Speaking as a homeschooling mom, it can be hard to admit when my kids need something that I cannot provide them. But that has been the case in the past at times and I am certain that over the years, it will continue to be an issue that pops up.
I am not strong in math and struggle to even have the confidence to teach our kids beyond the lower grade levels. When our older boys got to junior high, we enrolled them in math summer school which improved their abilities and their confidence and took a burden off me. I felt much better knowing that they were grasping the concepts and had a solid foundation in math to build on.
A few of our kids have really struggled in learning to read. Two in particular were not making any headway no matter what methods I tried. Yes, there were special needs and considerations for both of them, but even keeping that in mind, I began to feel like I was failing them. If there weren’t the special considerations, I would have been fine with allowing them to come to reading at their own pace, but I knew that would not be possible for these two without some heavy-duty help.
Last spring in baseball, Snuggle Puppy could not read his own name off the roster in front of his team. He was embarrassed but I’m sure no more than me. My husband gently (and then not so gently) suggested that we look into tutoring for the two kids and at first, I was resistant. At one point, I flat out refused.
As the homeschool mom, it seemed that accessing outside help would be admitting that I had failed. I had tried so hard and I had failed. I was ashamed to admit that I could not do this thing that should be fairly simple…teaching my child to read. I had taught my older boys to read. Maybe if I just tried harder or longer or smarter. Maybe if I found a new curriculum that I hadn’t yet tried. Maybe if I prayed harder…
I can look back now and admit how hard it was for me to come to a place where I acknowledged that I could not do it on my own. It hurt.
I had to do what was best for my kids though. It turned out that what was best for them was to bring in some professionals who specialize in reading. Both kids began their tutoring in the summer and they “graduated” this week. The difference the program made was remarkable and now they are both at a level that I can build on at home. Miss Optimism is reading, really reading and Snuggle Puppy is at the beginning stages of reading. I am proud of both of them and so glad that I got out of their way so that they could succeed. My pride had been holding them back.
If you are at a place where you have tried different methods of teaching with a particular child and nothing seems to be helping, do not feel like a failure.

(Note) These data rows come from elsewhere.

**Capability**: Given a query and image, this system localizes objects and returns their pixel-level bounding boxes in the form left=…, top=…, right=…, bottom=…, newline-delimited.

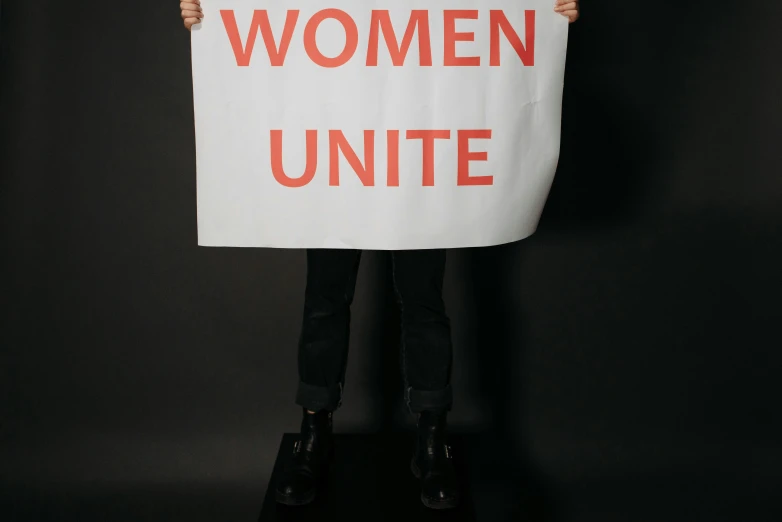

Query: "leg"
left=392, top=250, right=459, bottom=509
left=391, top=249, right=453, bottom=413
left=296, top=249, right=361, bottom=411
left=275, top=249, right=361, bottom=506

You may need to prayerfully consider accessing outside help. This help may come in the form of a tutor, a grandparent or neighbour who has a particular expertise, or even enrolling them in a supplemental class.
There is nothing shameful about being able to admit when someone or something else might be a better fit for teaching your child something. There is however, something shameful about allowing ourselves to be so concerned about our failings as a homeschooler or as a parent that we cause our children to fail. I’m glad that I was finally able to allow my kids access to what they needed.
For me it was hard to give up control & let someone else help. But hubby’s are good to remind us of what is best for our kids. Mine has done the same thing over the years.
“I got out of their way”
Oh yes, isn’t that the truth! Pride gets in my way oh too often!